Fino La Ina bottled by Pedro Domecq in 1977
This is a pretty special review, as the bottle we’re trying dates back to the late 1970’s and spent almost 40 years in a cellar. In a couple of days we’ll compare it to the 2013 version bottled by Lustau. It should be noted that during the 1970’s biologically aged sherry was often bottled older than it is today, with less filtering. An old Manzanilla would be closer to a modern Manzanilla Pasada, and the same goes for other types of sherry.
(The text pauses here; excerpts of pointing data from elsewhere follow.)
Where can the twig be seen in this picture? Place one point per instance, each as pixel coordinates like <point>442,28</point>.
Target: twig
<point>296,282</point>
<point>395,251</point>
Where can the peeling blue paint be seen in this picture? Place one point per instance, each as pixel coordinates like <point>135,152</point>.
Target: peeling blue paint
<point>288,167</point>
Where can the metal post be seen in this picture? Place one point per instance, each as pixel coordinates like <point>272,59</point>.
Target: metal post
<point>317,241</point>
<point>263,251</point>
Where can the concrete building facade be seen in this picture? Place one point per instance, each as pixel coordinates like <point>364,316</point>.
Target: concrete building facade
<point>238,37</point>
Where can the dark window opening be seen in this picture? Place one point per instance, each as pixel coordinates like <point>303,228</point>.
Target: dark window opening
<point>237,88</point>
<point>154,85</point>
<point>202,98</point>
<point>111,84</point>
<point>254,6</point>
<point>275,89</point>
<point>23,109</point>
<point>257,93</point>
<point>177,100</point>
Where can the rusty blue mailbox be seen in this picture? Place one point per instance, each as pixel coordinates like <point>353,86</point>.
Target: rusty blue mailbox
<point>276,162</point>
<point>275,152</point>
Bottle ageing only intensifies this shift so we expect this Domecq La Ina to be a Fino Amontillado, with clear signs of age and some oxidative effects, rather than a true Fino. Just look at the spectacular orange colour: much darker than a modern Fino, right?
La Ina (Pedro Domecq, late 1970’s)
Nose: quite mushroomy, almost whiffs of sulphur but they come and go. It gets cleaner with some airing but it stays rather ‘umami’ in any case. Hints of cider apples as well as plenty of nutty notes (almonds, hazelnut). Not too dry, it has a rounded, slightly caramelly edge as well. Overall a lot of freshness and not too much of the acetaldehyde notes that are so typical of modern La Ina. If you said this was an Amontillado, I wouldn’t doubt it – this was certainly bottled at a later stage than modern La Ina or modern Fino in general.
Mouth: more nuts and distant apple notes. A bit weak in the middle, but it picks up strength after a while, and goes on with hazelnuts and a hint of fudge. A fairly tangy bitterness in the end (walnut skin, lemon zest, grapefruit). Liquorice and a pinch of salt. Some tannins. Again closer to Amontillado than Fino when looked at from a modern perspective.
Availability: somewhere hidden in grandad’s cellar, if you’re lucky.
Personally my biggest question was: will this be drinkable after 40 years in the bottle? I’m glad it’s perfectly drinkable, even though it’s clear that this is quite different from a modern-day Fino. It’s difficult to know whether its specific characteristics are down to bottle ageing or simply the different preferences of the era. I suppose it’s a combination of the two.
I won’t score this one, it doesn’t make sense.